From 10cd1a13c741e99630b7c13bf9a8adb4fe58a844 Mon Sep 17 00:00:00 2001
From: gnattu <gnattuoc@me.com>
Date: Sun, 7 Jul 2024 00:55:17 +0800
Subject: [PATCH 27/27] avfilter/tonemapx: always target specific extension

---
 debian/patches/0080-add-tonemapx-filter.patch | 13 +++----------
 1 file changed, 3 insertions(+), 10 deletions(-)

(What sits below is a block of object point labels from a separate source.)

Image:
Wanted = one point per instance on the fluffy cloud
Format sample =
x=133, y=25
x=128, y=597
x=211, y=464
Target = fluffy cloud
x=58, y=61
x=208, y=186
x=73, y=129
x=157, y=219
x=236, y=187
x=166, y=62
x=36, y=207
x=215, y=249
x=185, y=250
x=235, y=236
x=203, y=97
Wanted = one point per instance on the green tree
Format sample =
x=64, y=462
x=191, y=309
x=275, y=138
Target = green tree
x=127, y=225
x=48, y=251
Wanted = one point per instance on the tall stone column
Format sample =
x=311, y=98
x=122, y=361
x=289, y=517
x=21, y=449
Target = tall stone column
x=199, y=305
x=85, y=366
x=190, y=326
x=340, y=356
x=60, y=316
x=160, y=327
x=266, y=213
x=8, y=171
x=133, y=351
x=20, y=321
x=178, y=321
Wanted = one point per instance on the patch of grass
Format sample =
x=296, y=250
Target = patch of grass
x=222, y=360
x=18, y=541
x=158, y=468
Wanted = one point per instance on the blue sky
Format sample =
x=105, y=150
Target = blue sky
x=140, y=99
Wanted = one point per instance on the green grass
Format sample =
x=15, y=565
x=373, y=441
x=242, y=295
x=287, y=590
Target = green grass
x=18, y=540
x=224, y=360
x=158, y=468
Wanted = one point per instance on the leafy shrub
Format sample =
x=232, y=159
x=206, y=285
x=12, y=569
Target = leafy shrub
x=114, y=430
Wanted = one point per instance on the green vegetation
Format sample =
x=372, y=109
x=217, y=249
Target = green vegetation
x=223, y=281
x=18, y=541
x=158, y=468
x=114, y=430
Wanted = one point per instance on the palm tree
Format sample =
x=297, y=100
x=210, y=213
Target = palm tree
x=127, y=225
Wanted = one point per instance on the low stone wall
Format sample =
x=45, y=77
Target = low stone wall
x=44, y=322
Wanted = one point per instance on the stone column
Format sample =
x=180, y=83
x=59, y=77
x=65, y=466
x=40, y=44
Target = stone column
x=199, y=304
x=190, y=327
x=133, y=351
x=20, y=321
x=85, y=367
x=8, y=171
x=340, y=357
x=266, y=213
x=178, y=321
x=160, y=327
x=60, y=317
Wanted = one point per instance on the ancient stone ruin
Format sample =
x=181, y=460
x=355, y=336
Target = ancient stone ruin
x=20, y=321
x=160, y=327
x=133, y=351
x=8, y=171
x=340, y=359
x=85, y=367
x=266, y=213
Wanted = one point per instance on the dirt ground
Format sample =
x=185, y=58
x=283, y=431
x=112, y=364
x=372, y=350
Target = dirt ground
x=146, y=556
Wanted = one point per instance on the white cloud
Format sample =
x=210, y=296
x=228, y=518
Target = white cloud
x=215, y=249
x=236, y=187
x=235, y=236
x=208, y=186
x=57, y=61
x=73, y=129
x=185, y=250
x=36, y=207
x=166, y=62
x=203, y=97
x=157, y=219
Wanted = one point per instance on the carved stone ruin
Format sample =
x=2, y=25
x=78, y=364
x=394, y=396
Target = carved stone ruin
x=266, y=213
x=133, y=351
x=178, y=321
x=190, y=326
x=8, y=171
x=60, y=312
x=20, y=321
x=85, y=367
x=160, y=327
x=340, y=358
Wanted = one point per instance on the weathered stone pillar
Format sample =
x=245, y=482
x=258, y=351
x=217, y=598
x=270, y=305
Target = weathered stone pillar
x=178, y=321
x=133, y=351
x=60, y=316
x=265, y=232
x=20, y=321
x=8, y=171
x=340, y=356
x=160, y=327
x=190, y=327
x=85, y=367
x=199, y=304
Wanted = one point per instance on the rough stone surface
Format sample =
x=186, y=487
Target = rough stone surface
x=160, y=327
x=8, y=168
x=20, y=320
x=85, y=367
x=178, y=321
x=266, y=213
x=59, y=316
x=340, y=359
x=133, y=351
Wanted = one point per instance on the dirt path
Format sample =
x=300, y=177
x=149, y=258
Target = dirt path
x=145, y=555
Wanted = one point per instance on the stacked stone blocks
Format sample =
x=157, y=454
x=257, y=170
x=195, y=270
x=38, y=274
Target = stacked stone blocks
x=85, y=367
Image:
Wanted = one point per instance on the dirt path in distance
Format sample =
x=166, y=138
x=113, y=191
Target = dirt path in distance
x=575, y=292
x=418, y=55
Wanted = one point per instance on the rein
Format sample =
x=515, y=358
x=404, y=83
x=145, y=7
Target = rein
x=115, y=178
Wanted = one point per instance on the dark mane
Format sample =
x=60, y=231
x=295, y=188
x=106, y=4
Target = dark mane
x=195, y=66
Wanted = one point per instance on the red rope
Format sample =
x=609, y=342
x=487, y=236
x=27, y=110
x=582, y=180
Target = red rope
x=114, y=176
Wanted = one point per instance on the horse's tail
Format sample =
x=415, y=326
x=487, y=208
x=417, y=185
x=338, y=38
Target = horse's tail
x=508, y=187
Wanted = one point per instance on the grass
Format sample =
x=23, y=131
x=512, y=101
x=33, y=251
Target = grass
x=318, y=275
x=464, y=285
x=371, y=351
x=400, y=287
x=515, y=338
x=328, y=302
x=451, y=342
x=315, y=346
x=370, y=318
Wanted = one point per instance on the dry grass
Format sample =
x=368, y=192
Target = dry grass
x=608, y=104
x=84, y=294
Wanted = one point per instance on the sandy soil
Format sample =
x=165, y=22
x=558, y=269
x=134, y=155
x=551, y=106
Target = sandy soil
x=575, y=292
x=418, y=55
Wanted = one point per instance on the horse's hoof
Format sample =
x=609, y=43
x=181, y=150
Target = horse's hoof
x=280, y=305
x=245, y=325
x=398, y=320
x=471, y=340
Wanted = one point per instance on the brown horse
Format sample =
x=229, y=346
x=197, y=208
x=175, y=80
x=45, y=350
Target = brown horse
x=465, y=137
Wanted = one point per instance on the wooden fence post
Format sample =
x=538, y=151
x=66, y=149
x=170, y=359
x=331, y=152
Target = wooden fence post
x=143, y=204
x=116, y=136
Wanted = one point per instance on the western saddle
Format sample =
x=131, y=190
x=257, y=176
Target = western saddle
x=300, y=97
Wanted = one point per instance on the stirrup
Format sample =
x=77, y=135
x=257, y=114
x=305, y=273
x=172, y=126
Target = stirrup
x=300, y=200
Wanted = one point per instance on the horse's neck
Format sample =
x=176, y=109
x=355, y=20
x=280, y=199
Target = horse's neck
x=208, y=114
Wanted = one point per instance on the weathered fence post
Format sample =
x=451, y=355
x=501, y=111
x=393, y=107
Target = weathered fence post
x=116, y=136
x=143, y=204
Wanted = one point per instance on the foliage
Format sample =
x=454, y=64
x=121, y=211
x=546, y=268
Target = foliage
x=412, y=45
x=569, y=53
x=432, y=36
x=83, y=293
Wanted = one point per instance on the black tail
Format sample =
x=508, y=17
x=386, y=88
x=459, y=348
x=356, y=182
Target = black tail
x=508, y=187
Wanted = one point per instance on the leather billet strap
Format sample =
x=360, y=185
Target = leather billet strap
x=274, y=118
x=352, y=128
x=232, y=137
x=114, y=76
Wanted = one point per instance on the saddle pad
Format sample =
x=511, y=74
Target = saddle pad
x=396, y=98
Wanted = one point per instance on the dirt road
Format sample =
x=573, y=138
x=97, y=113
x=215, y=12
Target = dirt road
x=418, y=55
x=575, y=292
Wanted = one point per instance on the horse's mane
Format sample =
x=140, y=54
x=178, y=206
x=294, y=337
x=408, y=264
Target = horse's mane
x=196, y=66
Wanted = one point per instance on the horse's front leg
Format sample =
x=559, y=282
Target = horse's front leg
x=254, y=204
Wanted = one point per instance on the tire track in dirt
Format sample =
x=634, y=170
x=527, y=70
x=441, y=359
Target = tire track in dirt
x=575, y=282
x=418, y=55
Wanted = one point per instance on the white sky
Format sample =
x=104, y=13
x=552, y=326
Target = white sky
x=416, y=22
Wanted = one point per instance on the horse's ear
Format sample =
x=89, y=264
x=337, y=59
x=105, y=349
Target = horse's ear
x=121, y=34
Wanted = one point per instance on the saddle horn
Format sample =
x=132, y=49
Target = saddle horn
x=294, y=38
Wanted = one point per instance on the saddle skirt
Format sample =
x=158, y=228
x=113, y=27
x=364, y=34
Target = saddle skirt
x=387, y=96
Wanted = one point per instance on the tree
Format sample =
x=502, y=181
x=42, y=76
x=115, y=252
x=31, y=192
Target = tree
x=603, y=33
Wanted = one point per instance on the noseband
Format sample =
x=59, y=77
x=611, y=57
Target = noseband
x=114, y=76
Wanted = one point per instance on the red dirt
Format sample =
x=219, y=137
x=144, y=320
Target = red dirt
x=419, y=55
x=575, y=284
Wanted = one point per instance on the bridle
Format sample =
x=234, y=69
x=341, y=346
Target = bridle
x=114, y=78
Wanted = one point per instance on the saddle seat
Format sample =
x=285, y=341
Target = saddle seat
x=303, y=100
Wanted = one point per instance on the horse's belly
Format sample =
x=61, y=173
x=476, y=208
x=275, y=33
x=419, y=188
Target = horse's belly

diff --git a/debian/patches/0080-add-tonemapx-filter.patch b/debian/patches/0080-add-tonemapx-filter.patch
index 733e96936ad..ff6492200f8 100644
--- a/debian/patches/0080-add-tonemapx-filter.patch
+++ b/debian/patches/0080-add-tonemapx-filter.patch
@@ -2747,7 +2747,7 @@ Index: FFmpeg/libavfilter/vf_tonemapx.h
 ===================================================================
 --- /dev/null
 +++ FFmpeg/libavfilter/vf_tonemapx.h
-@@ -0,0 +1,106 @@
+@@ -0,0 +1,99 @@
 +/*
 + * This file is part of FFmpeg.
 + *
@@ -2772,15 +2772,8 @@ Index: FFmpeg/libavfilter/vf_tonemapx.h
 +#include "config.h"
 +#include "colorspace.h"
 +
-+#if defined(__GNUC__) || defined(__clang__)
-+#    if (__GNUC__ >= 11) || (__clang_major__ >= 12)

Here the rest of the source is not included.